Quais têm sido os principais obstáculos a esta transição de uma economia linear para circular?

O primeiro é claramente a compreensão do que é que se trata quando falamos em materiais que possam ser reintroduzidos, que possam ser reutilizados, que possam ser redesenhados até. Portanto, é importante ir informando as pessoas, os diferentes agentes da existência destes materiais. É por isso que em Portugal se criou, creio que estamos a ser pioneiros nesta matéria, um portal – o Eco.nomia – de showcase das experiências da economia circular e circularidade de um conjunto de empresas, entidades e países, assim como de algumas multinacionais e empresas estrangeiras que operam em Portugal. Há questões de financiamento, obstáculos que temos de trabalhar. Nos produtos, bens e serviços clássicos são identificáveis quem é o dono e como é que ele é transaccionado. O seu valor está pré-identificado, mesmo que decorra da oferta e da procura. Na economia circular vamos ter aqui temas muito interessantes porque é uma nova economia num certo sentido. Estamos a falar de materiais que vão ter um valor que vai mudando na cadeia de valor à medida que vai sendo transmitido e pode ser que faça sentido que a última transação gere valor para o primeiro agente que colocou este produto no mercado. A forma como se partilha o upside é um tema que está a ser debatido no âmbito da economia circular. Temos bancos internacionais, que têm equipas inteiras a debater esta matéria porque a própria forma de financiamento de uma cadeia de valor desta natureza é muito distinta daquela que é a tradicional. Há barreiras também ao nível da escala de tempo e da forma como olhamos para o produto e para os serviços, ou seja, estamos muito habituados a olhar para o produto que temos à frente e esquecemos que há todo um ciclo de vida. Podemos olhar para os produtos como um elemento num ciclo de vida. É muito, muito importante. Temos também de quebrar outras barreiras, como a obsolescência programada. Muitos produtos que consumimos hoje em dia, como telemóveis, estão desenhados para não durar dez anos. São desenhados para durar porventura três anos. Há aqui um trabalho com a indústria de vários segmentos para esticar mais a vida dos produtos. As preferências sociais vão ter que mudar. Vamos ter também que fazer um trabalho de sensibilização coletiva, no sentido de as pessoas considerarem que é importante terem produtos que durem mais tempo e que contenham materiais que são reintroduzidos no processo económico.

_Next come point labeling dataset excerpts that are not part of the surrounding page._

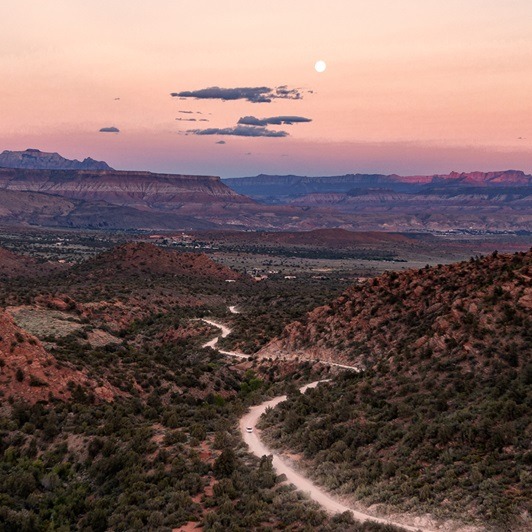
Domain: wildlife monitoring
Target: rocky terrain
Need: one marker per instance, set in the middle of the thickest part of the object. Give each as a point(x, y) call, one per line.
point(50, 191)
point(431, 310)
point(139, 258)
point(438, 421)
point(144, 190)
point(16, 265)
point(36, 159)
point(280, 189)
point(30, 374)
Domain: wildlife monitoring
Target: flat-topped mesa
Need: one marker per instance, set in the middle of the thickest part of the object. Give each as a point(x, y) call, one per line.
point(144, 190)
point(37, 159)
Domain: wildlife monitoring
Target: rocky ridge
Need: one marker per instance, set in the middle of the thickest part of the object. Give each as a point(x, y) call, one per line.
point(36, 159)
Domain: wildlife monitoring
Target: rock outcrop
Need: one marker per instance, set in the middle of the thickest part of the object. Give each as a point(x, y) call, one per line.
point(36, 159)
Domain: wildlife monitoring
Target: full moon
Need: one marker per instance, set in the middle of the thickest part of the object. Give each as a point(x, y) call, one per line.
point(320, 66)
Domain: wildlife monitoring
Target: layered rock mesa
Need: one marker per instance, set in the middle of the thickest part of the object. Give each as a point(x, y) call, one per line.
point(37, 159)
point(140, 190)
point(277, 188)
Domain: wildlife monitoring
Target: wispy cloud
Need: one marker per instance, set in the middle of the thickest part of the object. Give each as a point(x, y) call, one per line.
point(273, 120)
point(240, 131)
point(251, 94)
point(111, 129)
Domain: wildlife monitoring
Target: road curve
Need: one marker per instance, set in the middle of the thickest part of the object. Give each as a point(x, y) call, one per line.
point(214, 342)
point(257, 447)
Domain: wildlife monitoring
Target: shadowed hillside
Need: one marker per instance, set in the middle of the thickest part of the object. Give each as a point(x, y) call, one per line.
point(439, 421)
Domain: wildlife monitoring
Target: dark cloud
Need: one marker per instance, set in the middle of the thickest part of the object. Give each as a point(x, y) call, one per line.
point(240, 131)
point(251, 94)
point(110, 129)
point(274, 120)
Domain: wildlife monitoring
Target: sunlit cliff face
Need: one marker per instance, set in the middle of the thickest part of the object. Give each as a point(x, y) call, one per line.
point(409, 87)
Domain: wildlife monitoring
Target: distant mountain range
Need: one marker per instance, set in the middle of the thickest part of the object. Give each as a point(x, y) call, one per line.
point(45, 189)
point(36, 159)
point(276, 189)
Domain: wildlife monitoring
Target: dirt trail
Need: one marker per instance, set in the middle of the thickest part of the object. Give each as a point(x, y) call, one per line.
point(302, 483)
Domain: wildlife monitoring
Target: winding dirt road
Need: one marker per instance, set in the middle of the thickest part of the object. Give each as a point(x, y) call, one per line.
point(302, 483)
point(258, 448)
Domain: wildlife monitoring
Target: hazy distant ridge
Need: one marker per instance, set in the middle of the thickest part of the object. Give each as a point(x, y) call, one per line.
point(39, 160)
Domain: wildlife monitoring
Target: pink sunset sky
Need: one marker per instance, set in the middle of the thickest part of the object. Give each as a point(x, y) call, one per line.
point(411, 86)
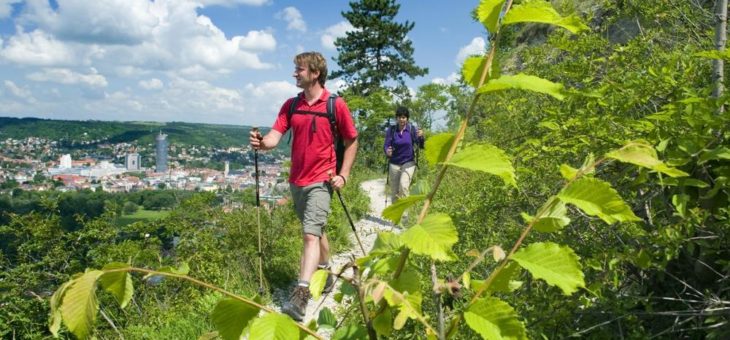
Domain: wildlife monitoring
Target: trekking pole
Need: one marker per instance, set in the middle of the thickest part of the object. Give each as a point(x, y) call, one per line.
point(258, 212)
point(352, 225)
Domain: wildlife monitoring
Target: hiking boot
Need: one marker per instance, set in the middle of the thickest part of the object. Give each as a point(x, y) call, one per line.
point(329, 284)
point(296, 307)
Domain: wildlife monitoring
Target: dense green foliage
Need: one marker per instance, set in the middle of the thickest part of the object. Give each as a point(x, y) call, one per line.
point(377, 50)
point(584, 194)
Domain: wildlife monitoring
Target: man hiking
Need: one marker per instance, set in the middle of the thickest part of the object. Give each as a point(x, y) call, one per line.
point(400, 143)
point(314, 164)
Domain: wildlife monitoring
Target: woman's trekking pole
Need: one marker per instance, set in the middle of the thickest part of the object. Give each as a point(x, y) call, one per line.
point(258, 213)
point(352, 225)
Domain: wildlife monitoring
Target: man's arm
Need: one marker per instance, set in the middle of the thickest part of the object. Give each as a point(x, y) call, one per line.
point(268, 142)
point(347, 161)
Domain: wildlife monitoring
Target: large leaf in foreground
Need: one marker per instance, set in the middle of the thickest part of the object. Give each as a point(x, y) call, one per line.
point(557, 265)
point(486, 158)
point(553, 220)
point(645, 156)
point(493, 318)
point(524, 82)
point(597, 198)
point(317, 282)
point(542, 12)
point(488, 14)
point(433, 237)
point(437, 147)
point(274, 327)
point(231, 317)
point(79, 306)
point(395, 211)
point(119, 284)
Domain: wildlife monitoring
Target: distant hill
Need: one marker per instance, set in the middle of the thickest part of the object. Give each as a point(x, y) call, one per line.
point(94, 132)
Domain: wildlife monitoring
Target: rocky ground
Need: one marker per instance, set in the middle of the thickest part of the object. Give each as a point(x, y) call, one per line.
point(367, 229)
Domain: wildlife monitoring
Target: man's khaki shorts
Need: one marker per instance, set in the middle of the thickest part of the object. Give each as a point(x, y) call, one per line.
point(312, 204)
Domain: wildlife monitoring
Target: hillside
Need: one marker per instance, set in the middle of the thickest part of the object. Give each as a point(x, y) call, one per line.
point(93, 132)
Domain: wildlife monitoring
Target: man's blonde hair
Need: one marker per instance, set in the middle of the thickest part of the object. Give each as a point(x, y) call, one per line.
point(315, 62)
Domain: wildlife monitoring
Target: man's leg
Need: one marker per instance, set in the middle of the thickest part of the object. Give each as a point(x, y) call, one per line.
point(406, 176)
point(394, 178)
point(310, 257)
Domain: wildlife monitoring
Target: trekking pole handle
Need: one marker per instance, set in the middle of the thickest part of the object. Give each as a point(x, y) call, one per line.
point(256, 165)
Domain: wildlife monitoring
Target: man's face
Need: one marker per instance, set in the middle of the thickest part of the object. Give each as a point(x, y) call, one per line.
point(303, 76)
point(402, 120)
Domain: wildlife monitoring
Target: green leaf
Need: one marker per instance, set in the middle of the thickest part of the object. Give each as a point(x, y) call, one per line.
point(383, 322)
point(183, 269)
point(568, 172)
point(119, 284)
point(715, 154)
point(555, 219)
point(597, 198)
point(79, 306)
point(437, 147)
point(316, 283)
point(433, 237)
point(493, 318)
point(326, 319)
point(351, 332)
point(56, 317)
point(274, 327)
point(386, 243)
point(644, 155)
point(714, 54)
point(488, 14)
point(542, 12)
point(230, 317)
point(473, 68)
point(486, 158)
point(472, 71)
point(394, 212)
point(524, 82)
point(557, 265)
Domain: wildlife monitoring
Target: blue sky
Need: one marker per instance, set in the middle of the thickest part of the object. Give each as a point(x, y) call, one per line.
point(204, 61)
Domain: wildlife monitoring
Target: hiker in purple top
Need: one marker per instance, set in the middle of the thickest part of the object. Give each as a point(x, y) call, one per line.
point(400, 143)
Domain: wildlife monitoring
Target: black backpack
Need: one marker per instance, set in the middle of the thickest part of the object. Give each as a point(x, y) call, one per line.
point(337, 142)
point(392, 130)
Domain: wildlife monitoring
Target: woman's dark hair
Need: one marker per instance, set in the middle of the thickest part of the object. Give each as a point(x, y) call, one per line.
point(402, 111)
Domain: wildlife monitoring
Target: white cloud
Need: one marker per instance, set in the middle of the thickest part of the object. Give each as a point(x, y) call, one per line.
point(151, 84)
point(333, 32)
point(477, 46)
point(17, 91)
point(256, 41)
point(6, 8)
point(66, 76)
point(294, 19)
point(36, 48)
point(451, 79)
point(231, 3)
point(126, 22)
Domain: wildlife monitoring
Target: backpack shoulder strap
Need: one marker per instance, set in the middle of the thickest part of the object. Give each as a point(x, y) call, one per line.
point(332, 113)
point(292, 107)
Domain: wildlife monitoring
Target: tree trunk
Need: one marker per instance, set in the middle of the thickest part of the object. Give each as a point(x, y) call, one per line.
point(718, 66)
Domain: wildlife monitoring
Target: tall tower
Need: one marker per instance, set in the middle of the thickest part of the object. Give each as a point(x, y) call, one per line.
point(161, 153)
point(133, 161)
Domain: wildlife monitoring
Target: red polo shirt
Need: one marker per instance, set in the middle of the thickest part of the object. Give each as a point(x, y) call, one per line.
point(313, 152)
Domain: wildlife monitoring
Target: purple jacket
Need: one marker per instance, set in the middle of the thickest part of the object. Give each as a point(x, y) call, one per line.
point(402, 143)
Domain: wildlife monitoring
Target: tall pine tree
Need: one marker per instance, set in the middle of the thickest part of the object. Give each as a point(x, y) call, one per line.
point(377, 50)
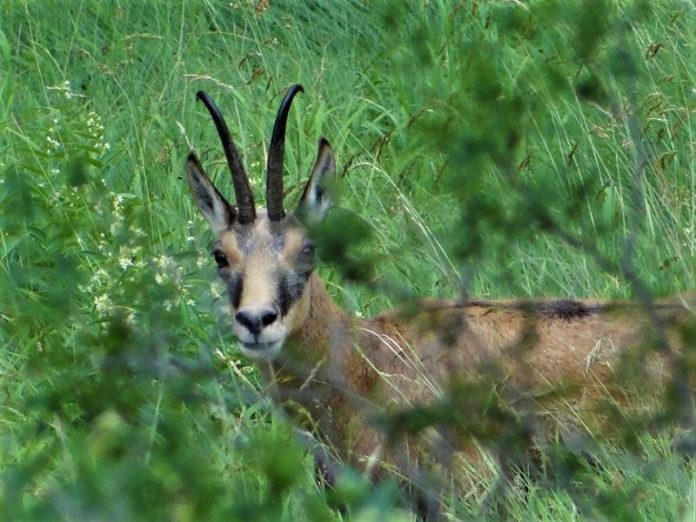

Mas já se verificam mudanças na preferência dos consumidores?

A preferência do consumidor está a mudar. O facto de a mobilidade e de as preferências da mobilidade estarem a mudar influencia este debate. Os millennials e as gerações sucessivas, com toda a probabilidade, não vão ter carro próprio, por exemplo. Há uma série de matérias que estão a mudar e é fascinante. Estamos a todos os níveis na nossa sociedade no advento de uma nova era de consumo e de produção.

É necessário alterar os critérios de financiamento para que sejam incorporados os objetivos da economia circular?

Temos que aprender todos a olhar para o ciclo de vida de um determinado produto e só assim é que sabemos o que estamos a apoiar do ponto de vista do financiamento, seja público, seja privado. Nesse sentido também temos de colaborar, entidades públicas com a banca, no sentido de identificar o serviço, o valor associado à circularidade.

A banca tradicional está disponível para estas alterações?

Está no início, até porque este movimento está no início. Na Europa, a economia circular tem hoje uma expressão muito interessante em países como a Holanda e a Alemanha. Creio que, no sul da Europa, Portugal tem liderado. A banca, o sistema financeiro e o sistema fiscal claramente estão no início de uma conversa que vamos ter que fazer. O sistema fiscal também tem que começar a ser direccionado, como já o foi tantas vezes no passado, para apoiar, incentivar, para o consumo de bens ou de serviços mais associados à circularidade.